La couleur du devoir

« La couleur du devoir »
Cette expression m’est venue lors d’une conférence d’Alexandre Jolien. Alexandre m’a fait une remarque à son sujet, l’expression l’avait interpellé. Depuis je l’ai gardé en tête.
Un peu comme ces intuitions qui lorsqu’elles vous arrivent la première fois passent trop fugacement pour que vous ne puissiez vraiment les saisir.

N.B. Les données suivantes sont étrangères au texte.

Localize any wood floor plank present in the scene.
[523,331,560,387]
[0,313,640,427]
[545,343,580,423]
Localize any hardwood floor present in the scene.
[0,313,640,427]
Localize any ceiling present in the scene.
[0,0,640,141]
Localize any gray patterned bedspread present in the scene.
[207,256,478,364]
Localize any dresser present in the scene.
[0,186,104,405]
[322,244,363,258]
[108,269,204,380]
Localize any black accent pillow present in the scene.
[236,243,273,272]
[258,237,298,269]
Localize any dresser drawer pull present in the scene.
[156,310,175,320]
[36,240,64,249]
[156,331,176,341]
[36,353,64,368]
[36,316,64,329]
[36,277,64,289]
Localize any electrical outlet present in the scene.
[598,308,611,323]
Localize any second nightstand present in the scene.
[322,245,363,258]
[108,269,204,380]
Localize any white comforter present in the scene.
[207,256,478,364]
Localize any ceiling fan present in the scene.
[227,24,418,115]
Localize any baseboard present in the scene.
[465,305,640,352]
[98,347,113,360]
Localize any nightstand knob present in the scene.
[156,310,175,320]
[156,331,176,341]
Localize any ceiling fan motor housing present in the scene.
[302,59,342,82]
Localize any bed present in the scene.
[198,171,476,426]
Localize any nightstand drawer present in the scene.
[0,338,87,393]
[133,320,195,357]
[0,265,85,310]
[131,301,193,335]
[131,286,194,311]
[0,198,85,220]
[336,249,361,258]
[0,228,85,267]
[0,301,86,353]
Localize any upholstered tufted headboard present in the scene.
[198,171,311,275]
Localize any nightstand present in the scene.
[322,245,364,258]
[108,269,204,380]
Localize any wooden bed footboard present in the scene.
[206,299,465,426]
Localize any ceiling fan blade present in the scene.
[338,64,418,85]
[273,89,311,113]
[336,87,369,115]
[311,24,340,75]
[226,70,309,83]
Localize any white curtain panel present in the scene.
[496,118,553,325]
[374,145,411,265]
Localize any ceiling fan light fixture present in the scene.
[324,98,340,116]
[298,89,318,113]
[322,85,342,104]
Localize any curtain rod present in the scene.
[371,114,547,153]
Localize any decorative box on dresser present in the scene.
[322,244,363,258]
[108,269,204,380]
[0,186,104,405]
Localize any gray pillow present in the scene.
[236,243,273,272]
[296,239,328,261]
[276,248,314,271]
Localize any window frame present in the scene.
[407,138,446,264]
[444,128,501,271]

Ce matin, j’y retourne, ou peut-être c’est elle qui me revient.
La couleur du devoir.
Qu’est-ce que j’avais bien voulu dire par là ? J’évoquais l’intention, le poids, la couleur que l’on peut choisir de donner à ce que l’on doit.
Sauf que pour moi, la réflexion s’arrêtait là, puisque j’étais contre le fait de devoir faire ou devoir être quelque chose.
Dans l’attention que je porte à mes mots, je m’applique depuis longtemps à bannir le « il faut » pour le remplacer lorsque cela est juste par « je choisis de », ou « je veux ». J’ai aussi remplacé les « je dois » par « ce serait bien ». Pirouette lexicale sensée rendre la vie plus douce, cet exercice de style en devient limitant comme un régime sans gluten, sans sucre, sans lactose.
J’en ai fini par oublier l’existence même du verbe devoir.
Mais voilà qu’il me revient, planté là devant moi, il me questionne, me demande si vraiment j’ai appris de lui ce qu’il y avait à apprendre. Est-ce que vraiment de tous les mots du dictionnaire je veux m’en priver d’un, et si oui, est-ce vraiment de lui ?
Alors, je l’invite à ma table, je lui fait un thé, il me laisse choisir. Je lui sert du Lapsang Souchong ma grande passion du moment. Je lui demande qu’il me raconte un peu d’où il vient.
Il m’explique que certes ça ne saute pas aux yeux, mais qu’étymologiquement il porte en lui habeo.
Habeo composé de racines indo-européennes peut se traduire par « je possède ». Habeo est cousin éloigné de « geben » – donner- en allemand.
Après m’avoir parlé déballé son histoire, Devoir finit sa présentation par :
– « En gros, je suis là pour te parler de ce que tu possèdes et que tu peux donc offrir. »
Un « je dois faire ma déclaration d’impôts » se traduirait donc en « je possède des biens, dont je peux offrir une partie à la communauté ».
Un « je dois finir ce rapport avant demain » pourrait devenir « je possède des idées, une analyse et du temps que je peux offrir »
Sans parler de « je dois promener le chien » qui serait alors « je possède un ami fidèle et l’envie de le voir en forme».
Etc.
Devoir prend alors un sens fort, parce qu’il nomme quelque chose qui est présent et qui attend d’être mis en mouvement.
Avec cette couleur, cette forme, cette interprétation donnée au devoir, j’ai soudain envie de l’employer.
J’ai un rêve de musique et de partage, et pour le nourrir, je dois dormir mieux, travailler plus, sortir moins et faire des économies.
Ce « je dois » n’est plus une condition contraignante mais une condition existante à la réalisation de quelque chose.
Dans cette logique, peut-être alors que les seuls qui ne doivent rien, sont ceux qui n’ont rien.
Il a finit son thé, il est allé au fumoir converser avec tous mes autres mots, il sait que dorénavant lui et moi boirons un thé régulièrement.
Il fait frais en ce matin d’été, je vais me refaire un Lapsang Souchong.